Nach dem zweiten juristischen Staatsexamen und gleich zu Beginn meiner Berufstätigkeiten als Anwalt und Publizist Anfang der 1980er Jahre geriet ich unmittelbar in eine gewalttätige Auseinandersetzung mit der Polizei. Bei meiner juristischen Gegenwehr stand mir Heinrich Hannover anwaltlich zur Seite. Was war passiert? Am 6. Mai 1980 hatte Bremen den Protest von 15.000 Menschen gegen ein öffentliches Rekrutengelöbnis der Bundeswehr im Weser-Stadion erlebt – ein militanter Protest gegen Militarisierungstendenzen, der als »Bremer Krawalle« in die Geschichte der Stadt einging. Gewaltsame Auseinandersetzungen mit vielen Verletzten, Steine flogen auf Polizeibeamte, Bundeswehrfahrzeuge gingen in Flammen auf – und ich war mittendrin: nicht als Demonstrant, sondern als Journalist in meiner damaligen Funktion als Bremer Redakteur der Tageszeitung (taz).

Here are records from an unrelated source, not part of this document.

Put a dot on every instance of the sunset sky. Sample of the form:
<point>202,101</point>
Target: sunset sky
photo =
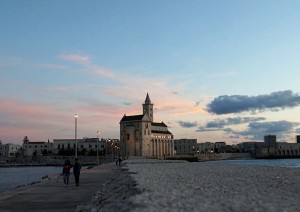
<point>215,70</point>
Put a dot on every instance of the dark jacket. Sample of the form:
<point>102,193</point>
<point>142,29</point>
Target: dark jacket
<point>76,168</point>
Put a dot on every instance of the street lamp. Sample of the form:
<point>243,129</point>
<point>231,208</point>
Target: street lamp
<point>98,147</point>
<point>76,116</point>
<point>107,140</point>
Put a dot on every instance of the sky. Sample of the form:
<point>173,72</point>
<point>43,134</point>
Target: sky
<point>215,70</point>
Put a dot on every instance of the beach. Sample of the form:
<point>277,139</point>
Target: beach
<point>164,185</point>
<point>159,185</point>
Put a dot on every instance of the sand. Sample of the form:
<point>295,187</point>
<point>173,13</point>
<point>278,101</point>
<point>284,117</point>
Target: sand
<point>158,185</point>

Ausgestattet mit einem offen getragenen Presse-Sonderausweis der Panzergrenadierbrigade 32 ging ich an jenem Tag auch im Weser-Stadion meiner Arbeit nach. Doch es dauerte nicht lange, da umringten mich drei mausgraue Bundeswehr-Feldjäger und ein Zivilpolizist und ermahnten mich eindringlich. Mein Vergehen: Ich hatte die Falschen fotografiert – nicht Demonstranten, die Steine auf mit Helmen und Plastikschilden geschützte Polizisten warfen, sondern Polizisten, die innerhalb des Stadions die Steine aufgriffen und sie in die ungeschützte Menschenmenge zurückschleuderten. Nachdem ich trotz der Ermahnung auf Pressefreiheit und Beweissicherung pochte und weiter fotografierte, stürzten sich Feldjäger unter »So, jetzt reicht’s«-Rufen auf mich, führten mich im Armdrehgriff an einem Spalier gewaltbereiter Feldjäger vorbei, stießen mich die Treppe hinab und übergaben mich der Polizei.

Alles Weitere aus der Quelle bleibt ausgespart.